1.4 Threats to Software Security
In information security, the threat—the source of danger—is often a person intending to do harm, using one or more malicious software agents. Software is subject to two general categories of threats:
- Threats during development (mainly insider threats). A software engineer can sabotage the software at any point in its development life cycle through intentional exclusions from, inclusions in, or modifications of the requirements specification, the threat models, the design documents, the source code, the assembly and integration framework, the test cases and test results, or the installation and configuration instructions and tools. The secure development practices described in this book are, in part, designed to help reduce the exposure of software to insider threats during its development process. For more information on this aspect, see "Insider Threats in the SDLC" [Cappelli 2006].
- Threats during operation (both insider and external threats). Any software system that runs on a network-connected platform is likely to have its vulnerabilities exposed to attackers during its operation. Attacks may take advantage of publicly known but unpatched vulnerabilities, leading to memory corruption, execution of arbitrary exploit scripts, remote code execution, and buffer overflows. Software flaws can be exploited to install spyware, adware, and other malware on users' systems that can lie dormant until it is triggered to execute.4
Weaknesses that are most likely to be targeted are those found in the software components' external interfaces, because those interfaces provide the attacker with a direct communication path to the software's vulnerabilities. A number of well-known attacks target software that incorporates interfaces, protocols, design features, or development faults that are well understood and widely publicized as harboring inherent weaknesses. That software includes Web applications (including browser and server components), Web services, database management systems, and operating systems. Misuse (or abuse) cases can help project managers and software engineers see their software from the perspective of an attacker by anticipating and defining unexpected or abnormal behavior through which a software feature could be unintentionally misused or intentionally abused [Hope 2004]. (See Section 3.2.)
Today, most project and IT managers responsible for system operation respond to the increasing number of Internet-based attacks by relying on operational controls at the operating system, network, and database or Web server levels while failing to directly address the insecurity of the application-level software that is being compromised. This approach has two critical shortcomings:
- The security of the application depends completely on the robustness of operational protections that surround it.
- Many of the software-based protection mechanisms (controls) can easily be misconfigured or misapplied. Also, they are as likely to contain exploitable vulnerabilities as the application software they are (supposedly) protecting.

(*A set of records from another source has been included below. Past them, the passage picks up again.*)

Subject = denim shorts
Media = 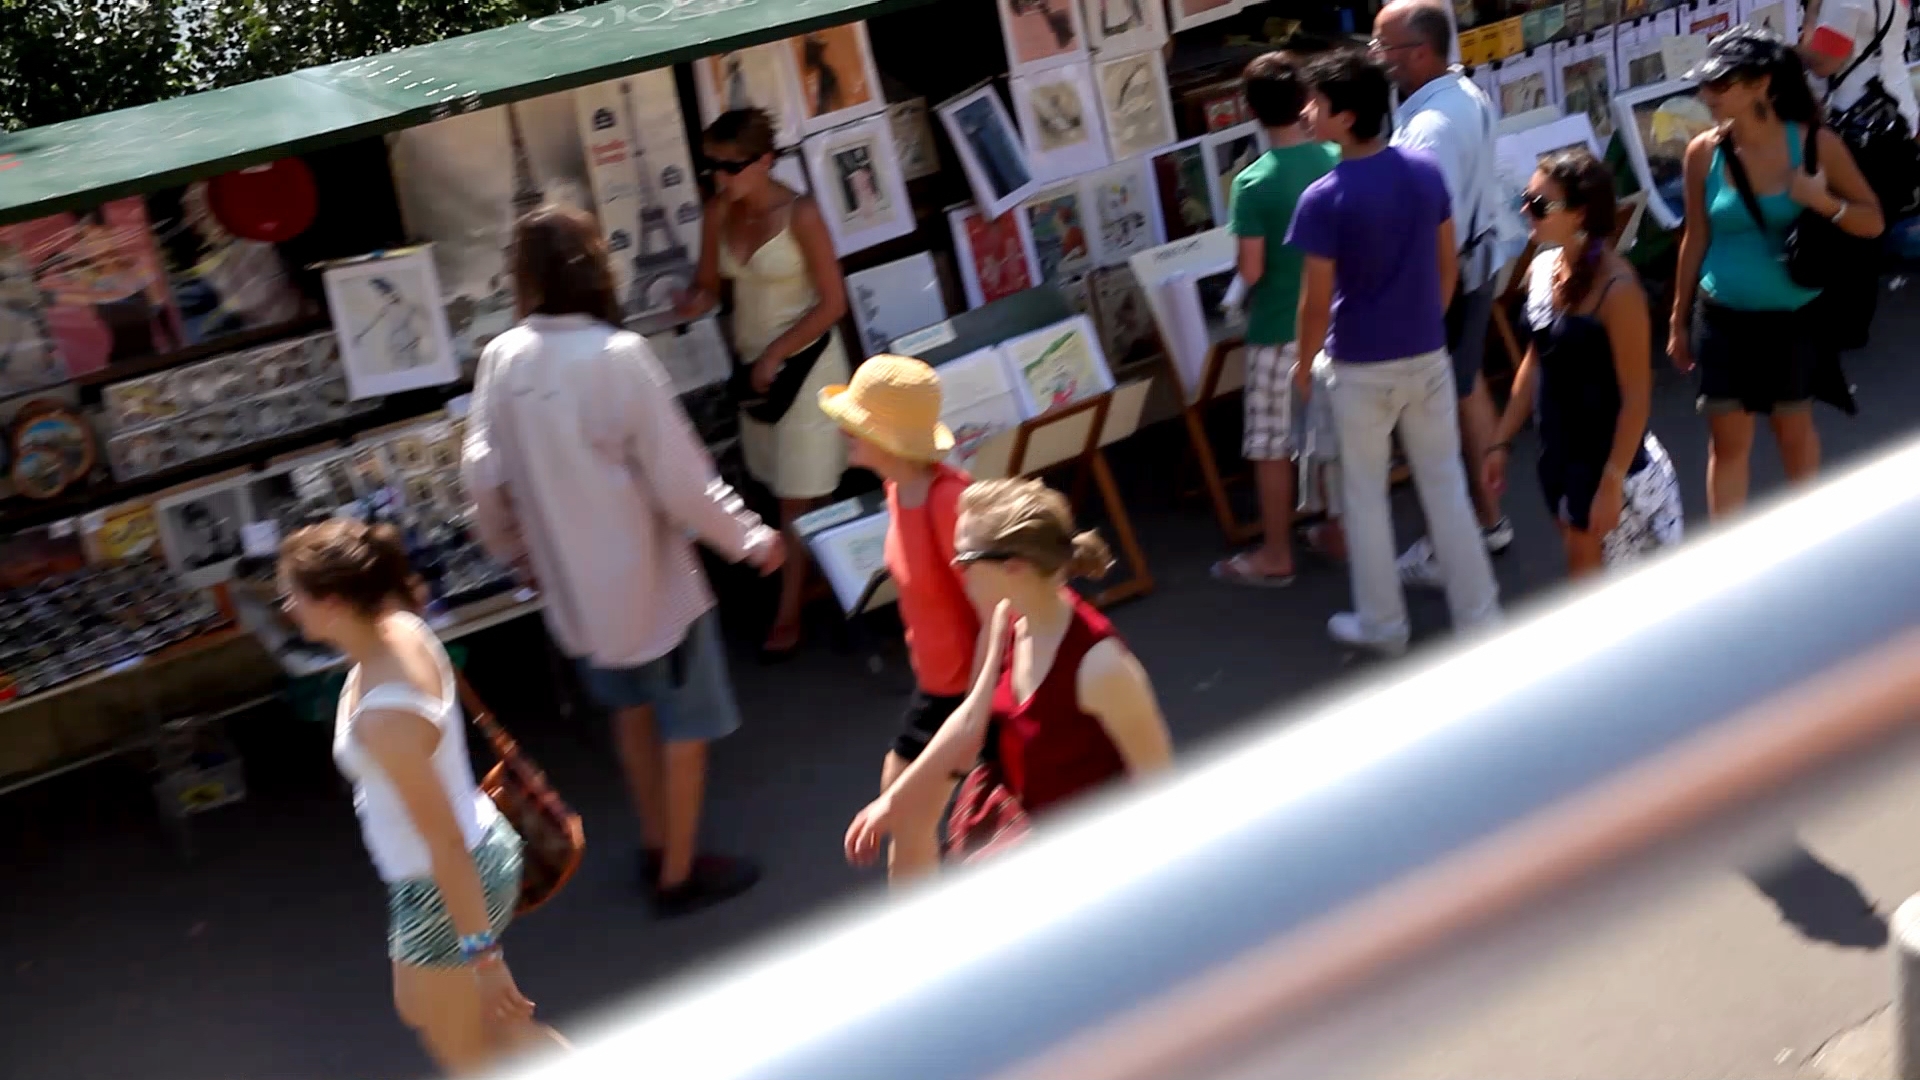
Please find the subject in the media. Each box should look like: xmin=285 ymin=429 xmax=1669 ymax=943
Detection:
xmin=575 ymin=609 xmax=742 ymax=744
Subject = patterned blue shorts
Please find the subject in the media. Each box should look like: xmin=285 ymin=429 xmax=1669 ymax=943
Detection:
xmin=385 ymin=815 xmax=522 ymax=968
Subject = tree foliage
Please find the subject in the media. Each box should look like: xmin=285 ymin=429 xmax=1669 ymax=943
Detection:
xmin=0 ymin=0 xmax=593 ymax=132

The wide publicity about the literally thousands of successful attacks on software accessible from the Internet has merely made the attacker's job easier. Attackers can study numerous reports of security vulnerabilities in a wide range of commercial and open-source software programs and access publicly available exploit scripts. More experienced attackers often develop (and share) sophisticated, targeted attacks that exploit specific vulnerabilities. In addition, the nature of the risks is changing more rapidly than the software can be adapted to counteract those risks, regardless of the software development process and practices used. To be 100 percent effective, defenders must anticipate all possible vulnerabilities, while attackers need find only one to carry out their attack.